Reprinted from yesterday late editions.

David Amram had an interesting idea when he decided to base his new composition, "The Trail of Beauty," on "poetry, prayers and speeches of native American peoples" and to use motifs from Indian music liberally in his composition.

It was, however, an idea that others have had, at least in part, before him. That was evident, Monday at the Kennedy Center, when the Philadelphia Orchestra gave the work its Washington premiere. Sometimes it was evident in a cadence, a fragment of a phrase that could almost have been an allusion to Dvorak. But it stood out particularly at the beginning of the work's second movement. "Thanks to the Earth Where Men Dwell," when the bass drum began softly, joined by the tom-tom, bells and other percussions and finally the winds in a rhythmic orgy that recalled every cowboys-and-Indians soundtrack ever composed.
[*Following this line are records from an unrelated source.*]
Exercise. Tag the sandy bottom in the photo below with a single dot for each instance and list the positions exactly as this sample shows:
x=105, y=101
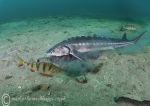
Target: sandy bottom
x=121, y=74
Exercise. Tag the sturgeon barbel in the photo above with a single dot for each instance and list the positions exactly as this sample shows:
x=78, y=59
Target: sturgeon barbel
x=76, y=45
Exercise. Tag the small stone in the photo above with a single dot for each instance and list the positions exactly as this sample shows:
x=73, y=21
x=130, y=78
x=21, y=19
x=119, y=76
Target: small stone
x=19, y=87
x=8, y=77
x=81, y=79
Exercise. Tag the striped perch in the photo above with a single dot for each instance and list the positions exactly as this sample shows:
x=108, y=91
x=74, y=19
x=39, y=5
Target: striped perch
x=43, y=68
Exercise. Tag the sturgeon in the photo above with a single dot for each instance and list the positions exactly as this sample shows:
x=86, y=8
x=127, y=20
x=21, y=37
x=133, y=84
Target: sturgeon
x=77, y=45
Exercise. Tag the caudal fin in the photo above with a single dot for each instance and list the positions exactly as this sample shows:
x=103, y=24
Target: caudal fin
x=135, y=40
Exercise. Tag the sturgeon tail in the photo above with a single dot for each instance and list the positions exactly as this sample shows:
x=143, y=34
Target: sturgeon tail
x=135, y=40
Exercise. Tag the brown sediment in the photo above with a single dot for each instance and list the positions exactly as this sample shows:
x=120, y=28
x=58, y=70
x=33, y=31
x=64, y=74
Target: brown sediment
x=131, y=102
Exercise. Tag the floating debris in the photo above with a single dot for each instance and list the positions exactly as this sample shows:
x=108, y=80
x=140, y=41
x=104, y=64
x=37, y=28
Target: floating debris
x=97, y=68
x=128, y=27
x=19, y=87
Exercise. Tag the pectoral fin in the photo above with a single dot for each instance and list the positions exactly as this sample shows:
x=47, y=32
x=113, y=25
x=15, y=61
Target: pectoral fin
x=77, y=55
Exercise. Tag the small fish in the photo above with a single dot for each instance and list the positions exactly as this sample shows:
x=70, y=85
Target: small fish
x=46, y=69
x=128, y=27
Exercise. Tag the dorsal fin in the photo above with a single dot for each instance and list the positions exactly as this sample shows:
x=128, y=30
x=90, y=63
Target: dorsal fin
x=124, y=37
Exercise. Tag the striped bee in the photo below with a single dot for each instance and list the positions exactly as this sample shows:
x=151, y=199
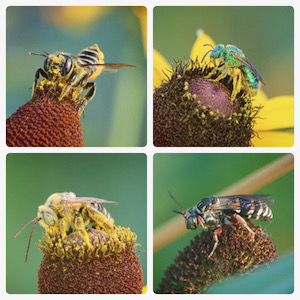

This music exists, of course, on a totally different level, and its relation to more commercial uses of similar motifs was more one of exorcism than of evocation; that point emerges when you see the work as a whole, particularly the opening section (which returns at the end) evoking the total life-cycle in its relation to natural beauty. "Haunting" is the word for this music, and even more for the long passage in the final movement which uses Chief Seattle's words to express the Red Man's relation to the land, with an admonition to the white usurper: "The very dust on which you now stand . . . / At night when the streets of your cities and villages are silent / They will throng with the returning hosts / That once filled and still love this beautiful land."